Oxenstierna, den der Churfürst von Sachsen um Hülfe gegen Wallenstein anging, erwiderte: die Armee in Oberdeutschland sei so stark mit dem Feind engagirt – das ist das Wort, dessen er sich bedient –, daß das für den Augenblick nicht möglich sei; aber er denke, die sächsischen Truppen würden, wenn man sie verstärke und mit der Landmiliz vereinige, im Stande sein, die wichtigen Plätze und Pässe besonders an der Elbe so lange zu behaupten, bis er Hülfe schicken könne 30. Sept. 1633; Abschrift im Archiv zu Magdeburg.. Das war die allgemeine Erwartung. Arnim versichert, die Kaiserlichen seien nicht so vollkommen im Besitz des Uebergewichts, daß sich nichts gegen sie ausrichten lassen sollte. Um die sächsischen Gebiete zu schützen, rückte er mit dem größten Theil seiner Truppen dahin ab.

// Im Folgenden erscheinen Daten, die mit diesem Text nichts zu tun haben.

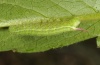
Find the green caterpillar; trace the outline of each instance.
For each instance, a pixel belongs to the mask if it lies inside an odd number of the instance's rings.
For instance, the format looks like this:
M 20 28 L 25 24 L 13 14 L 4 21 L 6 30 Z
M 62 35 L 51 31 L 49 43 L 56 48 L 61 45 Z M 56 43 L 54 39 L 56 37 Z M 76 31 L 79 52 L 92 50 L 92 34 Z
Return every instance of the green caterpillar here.
M 10 26 L 9 30 L 23 35 L 47 36 L 73 31 L 80 23 L 77 18 L 73 18 L 69 21 L 56 18 L 42 18 L 41 20 L 37 20 L 37 22 L 31 21 L 32 20 L 30 20 L 29 23 Z
M 9 30 L 13 33 L 22 35 L 47 36 L 73 31 L 77 29 L 76 27 L 79 23 L 80 21 L 77 18 L 71 20 L 61 18 L 41 18 L 36 20 L 31 19 L 17 25 L 12 25 L 9 27 Z

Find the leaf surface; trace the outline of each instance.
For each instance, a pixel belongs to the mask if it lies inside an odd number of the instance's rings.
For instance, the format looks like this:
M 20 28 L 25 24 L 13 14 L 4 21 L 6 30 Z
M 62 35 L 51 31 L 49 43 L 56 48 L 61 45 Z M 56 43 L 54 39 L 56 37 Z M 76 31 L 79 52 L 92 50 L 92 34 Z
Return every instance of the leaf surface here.
M 58 48 L 99 36 L 100 0 L 0 0 L 0 51 L 16 49 L 18 52 L 40 52 Z M 89 14 L 89 20 L 84 15 Z M 90 16 L 95 14 L 95 16 Z M 19 20 L 50 17 L 79 17 L 78 28 L 86 31 L 69 31 L 51 36 L 20 35 L 10 31 Z M 16 21 L 15 21 L 16 20 Z M 8 25 L 8 23 L 12 25 Z M 37 21 L 35 21 L 37 23 Z M 54 21 L 53 21 L 54 22 Z M 59 23 L 57 23 L 59 24 Z M 38 26 L 38 25 L 37 25 Z M 51 25 L 50 25 L 51 26 Z M 27 26 L 26 26 L 27 28 Z M 19 29 L 18 29 L 19 30 Z

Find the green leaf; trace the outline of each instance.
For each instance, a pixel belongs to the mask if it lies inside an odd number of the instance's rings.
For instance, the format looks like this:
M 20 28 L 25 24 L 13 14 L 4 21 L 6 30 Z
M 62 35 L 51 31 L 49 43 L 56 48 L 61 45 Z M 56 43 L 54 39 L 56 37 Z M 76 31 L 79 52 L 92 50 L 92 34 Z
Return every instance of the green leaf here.
M 99 36 L 99 11 L 99 0 L 0 0 L 0 51 L 16 49 L 18 52 L 40 52 Z M 27 23 L 27 20 L 44 18 L 42 21 L 45 22 L 46 18 L 65 18 L 69 22 L 73 17 L 81 21 L 78 28 L 87 31 L 66 31 L 50 36 L 31 35 L 30 31 L 28 31 L 29 35 L 13 33 L 23 30 L 23 27 L 28 29 L 39 27 L 39 24 Z M 38 21 L 34 22 L 38 23 Z M 53 21 L 53 25 L 54 22 L 57 23 Z M 48 24 L 48 26 L 52 25 Z

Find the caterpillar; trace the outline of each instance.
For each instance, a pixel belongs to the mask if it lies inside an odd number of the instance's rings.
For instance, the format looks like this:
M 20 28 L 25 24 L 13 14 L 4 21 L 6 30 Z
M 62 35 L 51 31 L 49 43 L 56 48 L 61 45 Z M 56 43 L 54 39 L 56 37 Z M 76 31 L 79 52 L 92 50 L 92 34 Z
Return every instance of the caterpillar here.
M 47 36 L 76 30 L 79 24 L 78 18 L 35 18 L 6 23 L 3 26 L 8 25 L 9 31 L 16 34 Z

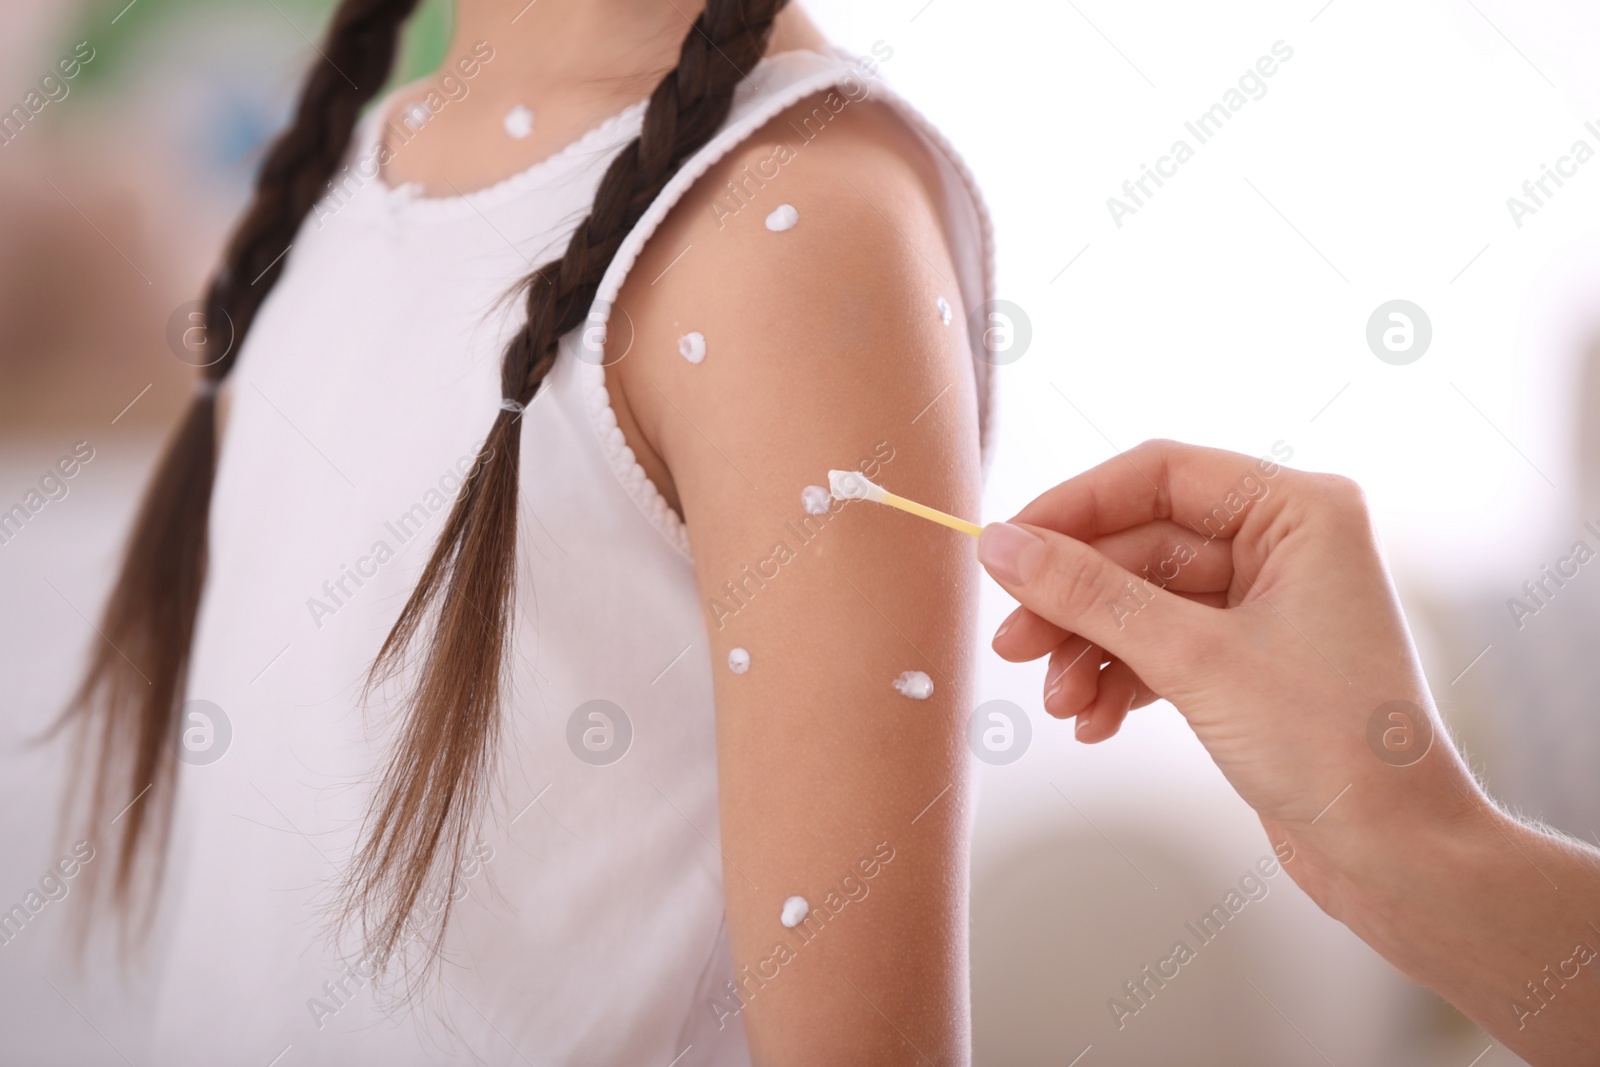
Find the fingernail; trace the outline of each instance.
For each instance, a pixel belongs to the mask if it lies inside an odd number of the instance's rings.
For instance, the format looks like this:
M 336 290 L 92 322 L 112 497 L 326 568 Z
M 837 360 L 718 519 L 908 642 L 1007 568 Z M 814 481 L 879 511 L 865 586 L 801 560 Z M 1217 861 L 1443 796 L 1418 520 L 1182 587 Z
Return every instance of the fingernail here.
M 1084 731 L 1089 728 L 1089 724 L 1091 722 L 1093 722 L 1093 721 L 1094 721 L 1094 716 L 1091 715 L 1089 712 L 1085 711 L 1085 712 L 1081 713 L 1078 716 L 1078 724 L 1072 728 L 1073 735 L 1075 737 L 1077 737 L 1077 739 L 1079 741 L 1082 741 L 1083 740 Z
M 1052 685 L 1049 689 L 1044 691 L 1044 702 L 1046 704 L 1050 703 L 1050 698 L 1059 692 L 1061 692 L 1061 683 L 1057 682 L 1055 685 Z
M 1002 582 L 1021 585 L 1044 556 L 1044 542 L 1020 526 L 992 522 L 978 538 L 978 560 Z
M 996 630 L 994 632 L 994 637 L 990 638 L 990 643 L 992 644 L 993 642 L 998 641 L 1002 637 L 1004 637 L 1006 635 L 1006 631 L 1011 629 L 1012 624 L 1015 623 L 1016 621 L 1017 621 L 1017 613 L 1013 611 L 1010 615 L 1006 616 L 1006 621 L 1000 624 L 1000 629 L 998 629 L 998 630 Z

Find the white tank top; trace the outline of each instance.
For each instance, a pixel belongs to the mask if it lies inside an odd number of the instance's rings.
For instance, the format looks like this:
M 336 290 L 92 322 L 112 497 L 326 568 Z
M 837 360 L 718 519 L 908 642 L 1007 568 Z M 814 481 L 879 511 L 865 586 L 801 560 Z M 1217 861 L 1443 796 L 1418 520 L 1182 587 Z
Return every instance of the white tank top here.
M 965 306 L 990 299 L 989 223 L 948 144 L 854 57 L 787 52 L 649 209 L 597 308 L 714 162 L 798 100 L 867 84 L 943 171 Z M 359 948 L 326 937 L 395 731 L 360 703 L 363 675 L 495 417 L 521 319 L 502 298 L 560 253 L 644 106 L 446 199 L 360 166 L 384 110 L 296 236 L 232 376 L 188 692 L 221 713 L 209 735 L 184 723 L 154 1062 L 746 1064 L 739 1017 L 712 1007 L 732 968 L 688 540 L 624 443 L 583 330 L 524 416 L 505 769 L 442 981 L 397 1009 L 375 1000 Z

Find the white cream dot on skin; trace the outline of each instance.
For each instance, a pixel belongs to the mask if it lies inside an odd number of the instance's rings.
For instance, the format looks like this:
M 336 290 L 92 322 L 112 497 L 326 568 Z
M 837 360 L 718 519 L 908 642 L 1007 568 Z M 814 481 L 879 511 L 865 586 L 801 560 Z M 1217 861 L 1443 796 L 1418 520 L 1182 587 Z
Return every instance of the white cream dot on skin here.
M 431 118 L 433 118 L 433 110 L 421 100 L 418 100 L 415 104 L 412 104 L 410 107 L 406 108 L 406 125 L 410 126 L 413 130 L 422 129 L 422 127 L 428 124 L 428 120 Z
M 800 491 L 800 503 L 807 515 L 826 515 L 833 506 L 833 494 L 820 485 L 808 485 Z
M 747 649 L 736 648 L 728 653 L 728 669 L 734 674 L 743 674 L 750 669 L 750 652 Z
M 933 696 L 933 679 L 922 671 L 905 671 L 894 680 L 894 687 L 901 695 L 912 700 L 927 700 Z
M 783 902 L 783 910 L 778 913 L 778 921 L 793 930 L 805 922 L 806 916 L 810 914 L 811 905 L 806 903 L 805 897 L 790 897 Z
M 527 104 L 518 104 L 507 111 L 502 121 L 505 123 L 506 133 L 518 141 L 533 132 L 533 111 Z
M 794 209 L 793 204 L 779 204 L 767 216 L 767 229 L 773 233 L 782 233 L 784 230 L 794 229 L 794 224 L 800 221 L 800 212 Z
M 939 321 L 944 323 L 946 326 L 950 325 L 950 316 L 954 314 L 954 312 L 950 310 L 950 301 L 941 296 L 938 300 L 934 301 L 933 306 L 939 309 Z
M 678 355 L 690 363 L 699 363 L 706 358 L 706 336 L 703 333 L 686 333 L 678 338 Z

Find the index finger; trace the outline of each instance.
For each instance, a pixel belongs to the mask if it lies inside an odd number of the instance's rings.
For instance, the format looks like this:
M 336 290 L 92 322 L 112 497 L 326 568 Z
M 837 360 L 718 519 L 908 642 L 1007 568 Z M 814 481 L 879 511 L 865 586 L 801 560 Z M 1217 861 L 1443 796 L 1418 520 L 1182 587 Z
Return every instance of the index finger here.
M 1273 446 L 1278 453 L 1282 442 Z M 1286 447 L 1282 458 L 1288 459 Z M 1146 441 L 1048 489 L 1014 523 L 1092 541 L 1133 526 L 1170 519 L 1201 537 L 1231 538 L 1242 513 L 1267 496 L 1283 468 L 1220 448 Z

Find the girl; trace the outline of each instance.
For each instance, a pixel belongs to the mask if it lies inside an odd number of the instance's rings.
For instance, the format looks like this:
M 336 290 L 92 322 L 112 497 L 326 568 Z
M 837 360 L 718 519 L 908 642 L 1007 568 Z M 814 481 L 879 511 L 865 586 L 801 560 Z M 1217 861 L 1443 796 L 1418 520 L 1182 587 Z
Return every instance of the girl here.
M 154 1062 L 965 1062 L 972 545 L 808 487 L 975 513 L 966 171 L 782 0 L 460 0 L 363 116 L 414 3 L 333 17 L 75 705 Z

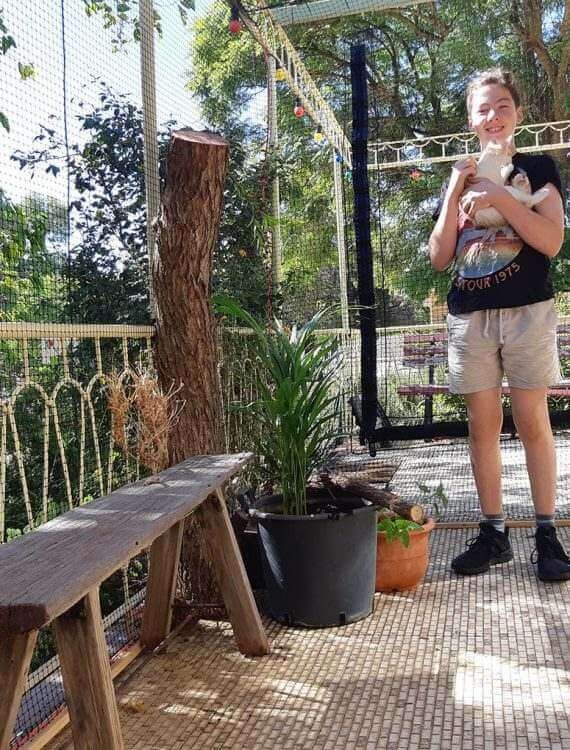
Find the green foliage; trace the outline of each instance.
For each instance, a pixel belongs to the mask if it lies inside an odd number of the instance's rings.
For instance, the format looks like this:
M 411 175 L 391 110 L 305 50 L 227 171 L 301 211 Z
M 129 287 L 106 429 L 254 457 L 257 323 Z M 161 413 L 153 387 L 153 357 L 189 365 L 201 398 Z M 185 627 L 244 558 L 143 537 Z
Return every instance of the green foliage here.
M 338 266 L 330 150 L 316 146 L 306 118 L 301 122 L 294 117 L 291 94 L 283 87 L 277 102 L 279 149 L 268 148 L 264 123 L 256 111 L 257 97 L 266 85 L 263 55 L 250 34 L 220 34 L 228 20 L 227 4 L 216 2 L 208 16 L 196 22 L 194 66 L 188 81 L 210 126 L 230 143 L 215 287 L 256 314 L 263 309 L 260 300 L 267 296 L 271 279 L 269 238 L 275 229 L 272 179 L 278 176 L 283 285 L 281 295 L 271 291 L 272 305 L 278 308 L 281 299 L 289 299 L 290 308 L 295 308 L 302 302 L 294 312 L 283 310 L 281 315 L 297 320 L 300 313 L 306 319 L 307 308 L 314 310 L 314 303 L 326 302 L 319 273 Z M 334 288 L 338 290 L 338 281 Z
M 327 310 L 302 328 L 270 328 L 227 298 L 216 310 L 246 325 L 259 359 L 257 399 L 247 405 L 260 425 L 258 452 L 279 483 L 286 514 L 307 513 L 307 482 L 338 437 L 338 396 L 332 395 L 340 356 L 332 336 L 317 334 Z
M 541 57 L 529 50 L 525 33 L 531 19 L 522 18 L 521 25 L 521 6 L 514 0 L 471 4 L 445 0 L 437 10 L 426 4 L 347 16 L 327 24 L 292 26 L 287 33 L 341 124 L 351 117 L 348 46 L 366 40 L 371 134 L 386 141 L 411 137 L 417 127 L 430 135 L 465 130 L 466 83 L 475 70 L 496 64 L 511 68 L 520 78 L 527 121 L 559 119 L 552 95 L 555 81 L 541 59 L 544 52 L 561 60 L 570 39 L 562 35 L 560 0 L 544 4 L 538 12 L 545 42 Z M 214 3 L 208 18 L 197 23 L 195 66 L 188 85 L 214 127 L 225 132 L 230 123 L 242 124 L 240 146 L 246 163 L 255 162 L 263 146 L 252 115 L 265 85 L 265 70 L 249 34 L 230 38 L 220 33 L 227 14 L 225 3 Z M 312 125 L 308 118 L 293 117 L 292 101 L 287 85 L 279 84 L 283 296 L 299 309 L 303 300 L 324 298 L 320 274 L 337 264 L 331 241 L 336 230 L 326 208 L 330 179 L 324 165 L 330 160 L 330 150 L 315 152 L 309 137 Z M 430 155 L 429 148 L 426 155 Z M 377 185 L 386 202 L 382 206 L 385 277 L 380 278 L 378 263 L 376 286 L 384 287 L 384 294 L 403 295 L 416 306 L 432 290 L 444 299 L 449 286 L 448 276 L 431 268 L 426 249 L 433 227 L 431 212 L 450 166 L 426 167 L 413 185 L 407 170 L 394 170 L 385 173 Z M 252 213 L 263 217 L 261 228 L 268 226 L 266 205 L 252 206 Z M 380 238 L 373 242 L 379 254 Z M 557 289 L 568 288 L 566 264 L 558 259 L 553 277 Z
M 112 39 L 113 51 L 119 50 L 129 39 L 127 31 L 132 30 L 132 38 L 139 42 L 141 37 L 139 22 L 138 0 L 83 0 L 84 10 L 87 16 L 101 16 L 106 29 L 113 29 L 116 36 Z M 183 24 L 188 22 L 188 11 L 194 10 L 194 0 L 178 0 L 178 12 Z M 153 9 L 154 28 L 159 35 L 162 34 L 160 13 Z
M 437 487 L 429 487 L 423 482 L 416 482 L 418 489 L 421 491 L 423 497 L 422 502 L 426 505 L 431 505 L 433 508 L 433 515 L 435 518 L 439 518 L 441 513 L 449 503 L 449 498 L 443 488 L 443 483 L 440 482 Z
M 148 259 L 143 174 L 142 112 L 129 99 L 100 84 L 99 106 L 80 102 L 78 119 L 87 135 L 72 144 L 69 171 L 77 198 L 71 204 L 74 237 L 68 277 L 67 314 L 81 322 L 146 323 Z M 171 122 L 159 131 L 164 159 Z M 33 174 L 57 176 L 65 148 L 55 130 L 40 126 L 38 147 L 12 159 Z M 47 166 L 46 166 L 47 165 Z
M 57 320 L 64 208 L 32 195 L 20 204 L 0 190 L 0 320 Z
M 12 47 L 16 46 L 14 37 L 8 32 L 8 28 L 4 23 L 3 10 L 0 9 L 0 53 L 2 55 L 7 54 Z M 0 126 L 7 132 L 10 132 L 10 122 L 4 112 L 0 111 Z
M 386 534 L 388 542 L 400 542 L 404 547 L 410 546 L 410 531 L 421 529 L 419 523 L 409 521 L 407 518 L 395 516 L 394 518 L 382 518 L 377 525 L 380 533 Z
M 36 77 L 36 69 L 32 63 L 18 63 L 18 72 L 22 81 L 26 81 L 28 78 Z

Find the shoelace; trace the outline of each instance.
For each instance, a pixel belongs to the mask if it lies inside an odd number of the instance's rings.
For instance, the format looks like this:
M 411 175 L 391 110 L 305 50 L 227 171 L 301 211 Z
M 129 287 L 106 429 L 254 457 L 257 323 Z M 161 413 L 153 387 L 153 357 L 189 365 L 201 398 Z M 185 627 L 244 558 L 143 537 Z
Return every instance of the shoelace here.
M 477 544 L 479 542 L 480 544 L 492 544 L 493 539 L 489 534 L 485 534 L 485 532 L 480 531 L 477 536 L 472 536 L 470 539 L 468 539 L 465 542 L 465 545 L 467 547 L 473 547 L 474 544 Z
M 565 563 L 570 563 L 570 557 L 564 551 L 564 547 L 560 544 L 560 541 L 556 538 L 546 538 L 542 542 L 542 556 L 547 560 L 563 560 Z M 535 547 L 530 553 L 530 561 L 534 565 L 538 562 L 538 547 Z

Er pries sich glücklich, noch zur rechten Zeit dafür angekommen zu sein: »mochte nur die Sache indeß auch im Reiche nicht unglücklich gehen« Schreiben aus Bischofswerda, 9. October..

Die Schweden in Schlesien scheinen den Bruch des Stillstandes sogar gern gesehen zu haben. Sie glaubten, während Wallenstein mit Arnim und den Sachsen schlage, würden sie sich der sämmtlichen Oderpässe bemächtigen, ihre Quartiere in Niederschlesien besser einrichten und nach Oberschlesien hin erweitern, vielleicht nach Böhmen vordringen können; zunächst legten sie Hand an, um ihr Lager, das sie bei Steinau aufschlugen, zu befestigen. Aber eben gegen sie waren wie die politischen so die militärischen Absichten Wallensteins gerichtet. Er ließ die Sachsen nur durch seine leichte Reiterei, die Kroaten, verfolgen und wandte sich mit seiner Hauptmacht unerwartet, in starken Tagemärschen vorrückend, gegen die Schweden. Er kam über sie, ehe sie ihre Verschanzungen errichtet hatten. Sein Reitergeneral Schaffgotsch warf die Schweden, die den Paß bei Köben inne hatten, auseinander; als dann ein Theil der bei Steinau versammelten Truppen sich gegen ihn wandte, schlug er auch diese in die Flucht; hierauf erschien Wallenstein selbst mit seinem Fußvolk und einem sehr zahlreichen Geschütz vor dem Lager. Bei diesem Anblick verzweifelten die Offiziere und Soldaten. Als der General die Geschütze gegen ihre schwachen Verschanzungen richtete und ihnen zugleich anbieten ließ, ihnen Leben und Freiheit zu gönnen, wenn sie sich unterwerfen wollten, schlossen sie – denn an Widerstand konnten sie nicht denken –, ihren Accord mit ihm und legten ihre Fahnen nieder. Die Gemeinen traten meistens in die kaiserliche Armee ein; die höheren Offiziere, die das nicht thun wollten, hielt Wallenstein so lange in Gefangenschaft – er behauptete, vermöge des Accords das Recht dazu zu haben –, bis ihre Plätze in Schlesien an ihn übergegangen sein würden. Zunächst fiel Liegnitz in seine Hand; den Schweden, die in Glogau waren, ließ er drohen, einen ihrer Obersten, den er bei sich hatte, vor ihren Augen aufhängen zu lassen, wofern sie einen Schuß thun würden, worauf der Platz, der sich ohnehin nicht hätte halten können, ihm durch Capitulation überliefert wurde.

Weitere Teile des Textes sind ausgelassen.